From an earlier post on interview potential stats:
romanmissionary wrote:
Last year, adcom sent out between 550-600 invites during R1 (see MBA Admissions blog, Dec 19 2008)... given the above assumptions, we have between 12.9% and 22.6% interview invitation rate for Stanford R1.
As far as admissions rates go, Derrick Bolton stated that at ~800 interviews, Stanford would be able to invite ~60% to attend the school (see Stanford MBA Blog, Mythbusters Archives, 30 November 2007). 60% of 800 is 480 - which then would let us know an approximate yield of Stanford admitted students (if class size is ~380 and admission is 480, the yield percentage would be ~80%).
If we assume that adcom's yield projection is the same (which isn't true - yield increases in rough financial years), then we say that they will invite 480 to attend Stanford this year. Assuming that the acceptance rate is equally interspersed among interviewees regardless of round (so that rounds with more interviews get more acceptances), we would have a 60% acceptance rate at 800 interviews and a 40% acceptance rate at 1200 interviews. Going to the extreme, if Stanford sends 600 R1 interviews and only 800 total, then we would have 360 acceptances R1. That's way too high; I remember reading somewhere (sorry, I'm not sure of the reference) that R1 admits were close to 230 for last year. 230 admits would be much closer to the other extreme - if Stanford does 550 interviews R1 and then does 1200 total. That would end in 220 acceptances - which I think is probably pretty accurate and fits with the 40% of interviewees getting an acceptance.

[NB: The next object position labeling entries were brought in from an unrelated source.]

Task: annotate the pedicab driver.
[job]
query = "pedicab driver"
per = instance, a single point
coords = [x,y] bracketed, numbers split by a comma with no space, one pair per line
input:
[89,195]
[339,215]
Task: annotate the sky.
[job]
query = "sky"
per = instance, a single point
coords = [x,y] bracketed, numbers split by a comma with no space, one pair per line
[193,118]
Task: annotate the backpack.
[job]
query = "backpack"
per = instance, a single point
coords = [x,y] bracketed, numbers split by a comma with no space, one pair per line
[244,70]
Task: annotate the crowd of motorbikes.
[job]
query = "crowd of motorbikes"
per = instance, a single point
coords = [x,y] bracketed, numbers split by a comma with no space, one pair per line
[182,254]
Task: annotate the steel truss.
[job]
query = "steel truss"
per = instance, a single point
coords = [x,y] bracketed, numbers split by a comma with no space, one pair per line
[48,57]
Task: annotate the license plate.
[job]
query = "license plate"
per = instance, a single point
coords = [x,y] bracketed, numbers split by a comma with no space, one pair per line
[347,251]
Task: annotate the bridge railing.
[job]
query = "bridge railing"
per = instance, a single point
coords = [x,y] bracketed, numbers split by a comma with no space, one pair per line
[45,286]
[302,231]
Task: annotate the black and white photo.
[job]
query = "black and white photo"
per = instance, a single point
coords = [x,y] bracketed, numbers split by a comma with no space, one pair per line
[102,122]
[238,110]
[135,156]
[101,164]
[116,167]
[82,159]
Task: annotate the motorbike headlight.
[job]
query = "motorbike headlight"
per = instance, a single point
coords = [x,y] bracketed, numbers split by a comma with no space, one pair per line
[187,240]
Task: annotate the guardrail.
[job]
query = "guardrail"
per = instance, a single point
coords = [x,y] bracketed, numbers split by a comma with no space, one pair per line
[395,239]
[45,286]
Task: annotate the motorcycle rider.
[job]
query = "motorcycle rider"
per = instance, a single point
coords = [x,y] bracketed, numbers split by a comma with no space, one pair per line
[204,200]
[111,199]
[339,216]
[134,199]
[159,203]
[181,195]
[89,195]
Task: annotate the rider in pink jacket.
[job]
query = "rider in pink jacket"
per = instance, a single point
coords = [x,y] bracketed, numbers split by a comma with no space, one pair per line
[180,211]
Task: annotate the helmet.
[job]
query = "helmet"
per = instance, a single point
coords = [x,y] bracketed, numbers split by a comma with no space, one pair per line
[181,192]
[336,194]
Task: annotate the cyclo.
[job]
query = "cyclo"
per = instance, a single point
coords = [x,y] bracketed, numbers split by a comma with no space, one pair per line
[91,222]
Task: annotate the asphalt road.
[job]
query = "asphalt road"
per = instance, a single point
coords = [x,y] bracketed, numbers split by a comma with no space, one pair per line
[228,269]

If we make all those assumptions plus those of the earlier post (some of which are good, some of which may be completely bogus), between 12.9% and 22.6% of R1 applicants get an interview invitation (probably close to 17% - one in every six - is my guess) and 40% of those are accepted - which means that the acceptance rate for R1 would be between 5% and 9%. I would guess ~6.8% - meaning that about 1 in every 15 applicants would be admitted from ~3300 applicants for ~220 admits R1. The numbers may not be completely accurate, especially due to changing yields, but that's my best guess.